Is it that Serenade was Balanchine’s first creation for Lincoln Kirstein who enticed him to New York away from Diaghilev’s Ballets Russes, and Carmina Burana was David Bintley’s first splashy number for BRB when he took over the reins of the company some twenty years ago?

Is it that Serenade was created in 1934, and Carl Orff composed his major opus in 1935/36—a linking of creative dates? Tchaikovsky’s Serenade for Strings versus Orff’s Russian-tinged Carmina Burana, in which Stravinsky’s influence is loud and clear?
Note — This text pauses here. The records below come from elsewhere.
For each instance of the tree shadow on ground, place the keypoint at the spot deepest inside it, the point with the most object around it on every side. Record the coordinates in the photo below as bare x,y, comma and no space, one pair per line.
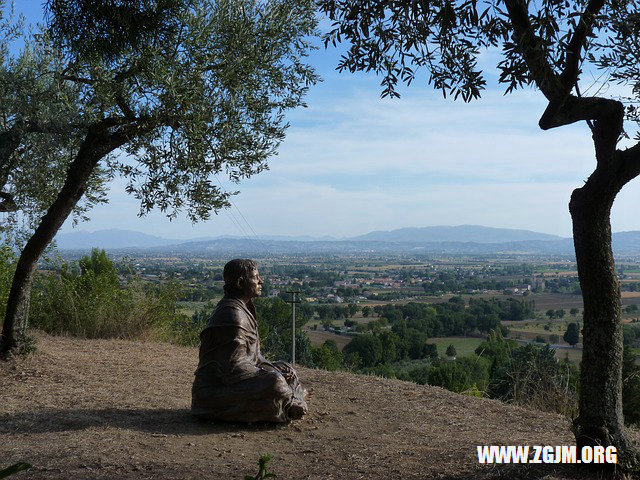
160,421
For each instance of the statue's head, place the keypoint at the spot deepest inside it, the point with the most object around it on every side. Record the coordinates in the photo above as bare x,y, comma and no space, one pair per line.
241,278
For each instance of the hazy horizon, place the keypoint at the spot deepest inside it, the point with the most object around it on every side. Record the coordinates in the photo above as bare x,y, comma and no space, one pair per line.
353,163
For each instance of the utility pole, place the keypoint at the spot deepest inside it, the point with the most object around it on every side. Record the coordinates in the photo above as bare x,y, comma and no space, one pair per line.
293,302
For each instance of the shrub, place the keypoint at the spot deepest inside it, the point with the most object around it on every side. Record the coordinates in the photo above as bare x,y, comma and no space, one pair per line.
91,303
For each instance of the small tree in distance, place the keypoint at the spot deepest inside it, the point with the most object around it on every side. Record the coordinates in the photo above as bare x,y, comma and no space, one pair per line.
451,351
547,45
572,334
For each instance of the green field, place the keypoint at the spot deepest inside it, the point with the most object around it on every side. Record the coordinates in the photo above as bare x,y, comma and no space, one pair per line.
463,345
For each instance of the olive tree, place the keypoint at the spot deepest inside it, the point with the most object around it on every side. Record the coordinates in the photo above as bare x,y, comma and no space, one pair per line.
547,45
167,94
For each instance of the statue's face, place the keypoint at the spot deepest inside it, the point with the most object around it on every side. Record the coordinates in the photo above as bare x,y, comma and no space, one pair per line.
253,284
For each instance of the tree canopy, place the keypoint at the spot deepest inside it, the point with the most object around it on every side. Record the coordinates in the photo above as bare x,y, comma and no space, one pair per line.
199,89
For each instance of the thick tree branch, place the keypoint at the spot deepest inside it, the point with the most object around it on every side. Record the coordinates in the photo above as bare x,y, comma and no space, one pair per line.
531,48
578,40
576,109
630,162
75,79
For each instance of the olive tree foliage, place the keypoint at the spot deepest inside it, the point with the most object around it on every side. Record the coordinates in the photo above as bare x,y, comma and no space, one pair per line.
38,116
549,45
206,82
168,94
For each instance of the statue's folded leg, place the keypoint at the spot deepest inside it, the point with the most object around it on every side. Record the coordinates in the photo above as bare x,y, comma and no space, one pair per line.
264,397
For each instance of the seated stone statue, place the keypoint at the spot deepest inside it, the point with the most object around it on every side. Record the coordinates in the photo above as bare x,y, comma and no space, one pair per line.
234,382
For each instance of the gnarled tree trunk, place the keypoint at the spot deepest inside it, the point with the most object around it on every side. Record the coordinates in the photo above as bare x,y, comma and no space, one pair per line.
97,143
600,420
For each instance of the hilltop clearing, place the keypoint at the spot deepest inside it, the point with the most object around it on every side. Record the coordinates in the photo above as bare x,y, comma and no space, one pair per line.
102,409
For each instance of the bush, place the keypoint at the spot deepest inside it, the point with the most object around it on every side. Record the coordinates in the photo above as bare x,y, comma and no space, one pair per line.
92,304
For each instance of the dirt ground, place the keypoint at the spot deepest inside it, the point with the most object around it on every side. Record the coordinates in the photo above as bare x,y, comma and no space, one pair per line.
107,409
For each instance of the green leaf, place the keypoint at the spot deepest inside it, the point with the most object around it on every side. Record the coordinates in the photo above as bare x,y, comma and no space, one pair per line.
13,469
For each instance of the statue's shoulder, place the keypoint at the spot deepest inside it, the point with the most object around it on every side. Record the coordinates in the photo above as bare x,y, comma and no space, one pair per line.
229,312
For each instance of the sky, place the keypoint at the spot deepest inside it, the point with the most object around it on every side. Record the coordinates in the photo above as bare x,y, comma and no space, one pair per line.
352,163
Maybe there is no link at all, simply the joy of contrasts between the serenely neo-classical and the riotous ‘Bob Fosse’ set pieces in the tongue-in-cheek episodic modern morality tale that Bintley has made of Orff’s work.

Balanchine serenades his ballerinas in the blue moonlight with a stage full of beautiful female forms in pale blue bodices and blue gossamer skirts tinged with pink. Neat heads, beautiful arms, perfect placement, classical poses and mathematical formations in harmony with the music.
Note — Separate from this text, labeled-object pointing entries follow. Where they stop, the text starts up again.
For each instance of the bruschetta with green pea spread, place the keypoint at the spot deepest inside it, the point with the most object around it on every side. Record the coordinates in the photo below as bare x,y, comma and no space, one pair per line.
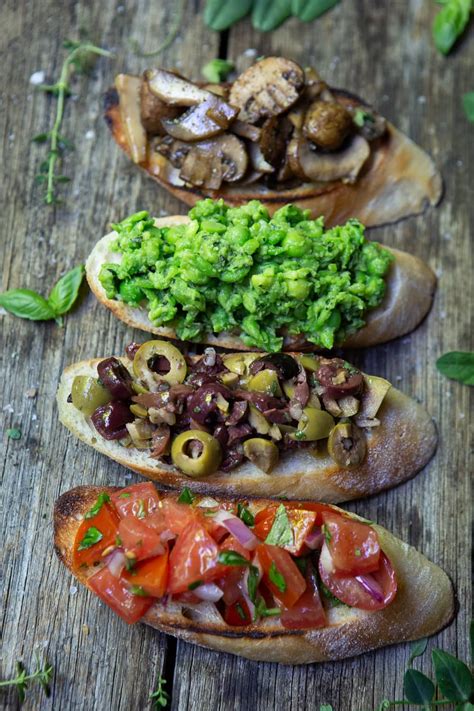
238,278
279,582
260,424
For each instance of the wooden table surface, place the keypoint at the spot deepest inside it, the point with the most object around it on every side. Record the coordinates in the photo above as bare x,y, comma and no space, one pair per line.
383,51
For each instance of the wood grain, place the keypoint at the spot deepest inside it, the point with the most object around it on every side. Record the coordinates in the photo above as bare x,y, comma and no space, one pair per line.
383,52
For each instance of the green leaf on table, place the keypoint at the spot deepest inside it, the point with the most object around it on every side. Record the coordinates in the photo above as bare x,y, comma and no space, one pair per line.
468,105
267,15
309,10
221,14
457,365
450,23
66,290
418,688
453,677
27,304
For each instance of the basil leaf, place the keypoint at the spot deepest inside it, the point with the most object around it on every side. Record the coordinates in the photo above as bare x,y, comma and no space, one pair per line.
26,304
309,10
453,677
102,499
277,578
65,291
185,497
232,558
449,24
457,365
280,533
417,649
418,688
468,104
267,15
221,14
92,536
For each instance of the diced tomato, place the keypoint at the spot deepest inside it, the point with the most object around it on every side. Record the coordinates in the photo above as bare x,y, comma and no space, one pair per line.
308,611
281,574
151,575
193,558
137,500
115,593
350,591
104,527
143,541
238,614
301,521
354,546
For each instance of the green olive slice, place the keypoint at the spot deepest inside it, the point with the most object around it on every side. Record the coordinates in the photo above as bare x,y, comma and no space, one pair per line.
151,351
261,452
347,444
88,394
313,425
206,461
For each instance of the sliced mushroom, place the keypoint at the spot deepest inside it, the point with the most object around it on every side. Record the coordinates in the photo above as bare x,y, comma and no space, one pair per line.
128,89
327,124
338,165
153,109
267,88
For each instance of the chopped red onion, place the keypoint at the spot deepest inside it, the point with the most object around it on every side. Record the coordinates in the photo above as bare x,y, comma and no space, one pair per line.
208,592
371,586
116,562
237,528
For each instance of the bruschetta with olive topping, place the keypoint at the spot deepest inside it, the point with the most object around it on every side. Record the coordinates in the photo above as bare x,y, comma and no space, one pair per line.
278,134
238,278
292,582
278,424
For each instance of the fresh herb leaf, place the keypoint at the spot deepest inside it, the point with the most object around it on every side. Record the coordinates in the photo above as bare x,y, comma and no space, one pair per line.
418,688
64,293
217,70
91,537
26,304
468,105
277,578
232,558
450,23
102,499
309,10
245,515
14,433
280,533
453,677
185,497
457,365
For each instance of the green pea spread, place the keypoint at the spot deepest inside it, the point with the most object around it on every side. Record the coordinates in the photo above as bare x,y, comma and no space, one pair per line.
236,269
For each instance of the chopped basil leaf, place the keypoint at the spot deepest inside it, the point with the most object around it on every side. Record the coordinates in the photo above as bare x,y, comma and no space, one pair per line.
232,558
280,533
245,515
102,499
277,578
185,497
92,536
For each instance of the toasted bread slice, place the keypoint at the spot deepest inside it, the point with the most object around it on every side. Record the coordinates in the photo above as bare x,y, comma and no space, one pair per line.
423,605
397,449
408,298
399,180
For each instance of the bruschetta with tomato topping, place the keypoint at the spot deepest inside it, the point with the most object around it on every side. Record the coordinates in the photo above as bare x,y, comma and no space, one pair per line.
293,583
261,424
278,134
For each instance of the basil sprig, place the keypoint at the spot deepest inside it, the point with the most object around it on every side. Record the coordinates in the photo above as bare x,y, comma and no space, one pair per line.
28,304
457,365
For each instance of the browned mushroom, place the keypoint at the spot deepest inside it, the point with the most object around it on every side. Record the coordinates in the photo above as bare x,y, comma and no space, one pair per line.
267,88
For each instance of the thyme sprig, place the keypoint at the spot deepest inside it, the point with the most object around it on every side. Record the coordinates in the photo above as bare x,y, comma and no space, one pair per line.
41,675
78,60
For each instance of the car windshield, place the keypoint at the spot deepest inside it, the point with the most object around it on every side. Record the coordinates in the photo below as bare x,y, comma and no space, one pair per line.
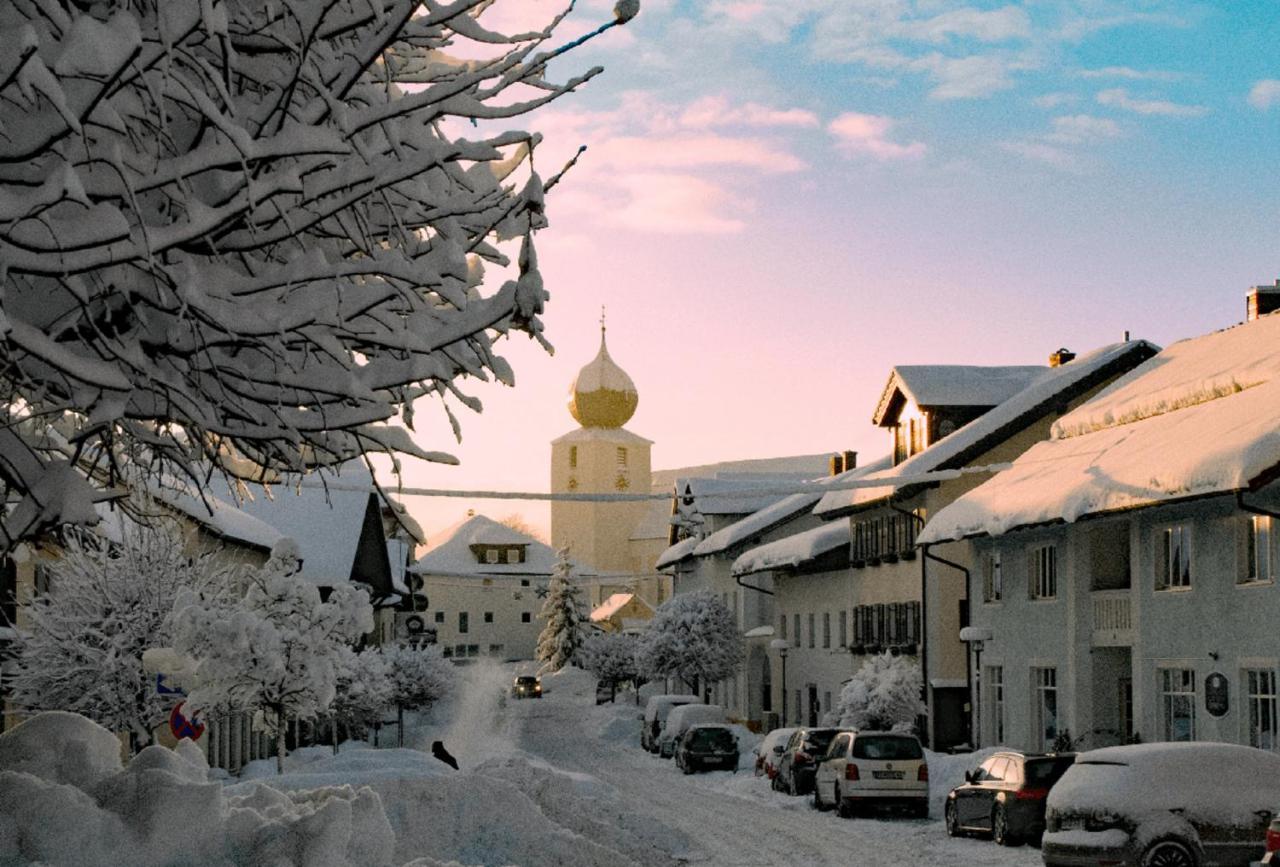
1043,772
713,738
886,747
For Balanchine, it is always about reverencing the music. Thirty-four minutes of flowing movement to Tchaikovsky’s four movements: the Mozartian first followed by a waltz, an elegy and an andante-allegro finale (tema russo) in which the girls let their hair down.

All ballet’s essential steps incorporated in solos and pas de deux, trio and ensemble. Cascading dance, classical allusions: are those the five graces embracing in a ring posy, is that Apollo and his muses, or is that Orpheus and Eurydice?

Chi Cao and Tyrone Singleton partner aloof goddesses and seductive nymphs, Elisha Willis, Céline Gittens and Momoko Hirata, with noble intent

No noble intent in David Bintley’s saucy Carmina Burana. And is there anything more seductive and disruptive than the Goddess Fortuna? The Seminarians don’t stand a chance when they throw their dog collars off and fall sway to temptation—and under the spell of Philip Prowse’s startling astrological designs.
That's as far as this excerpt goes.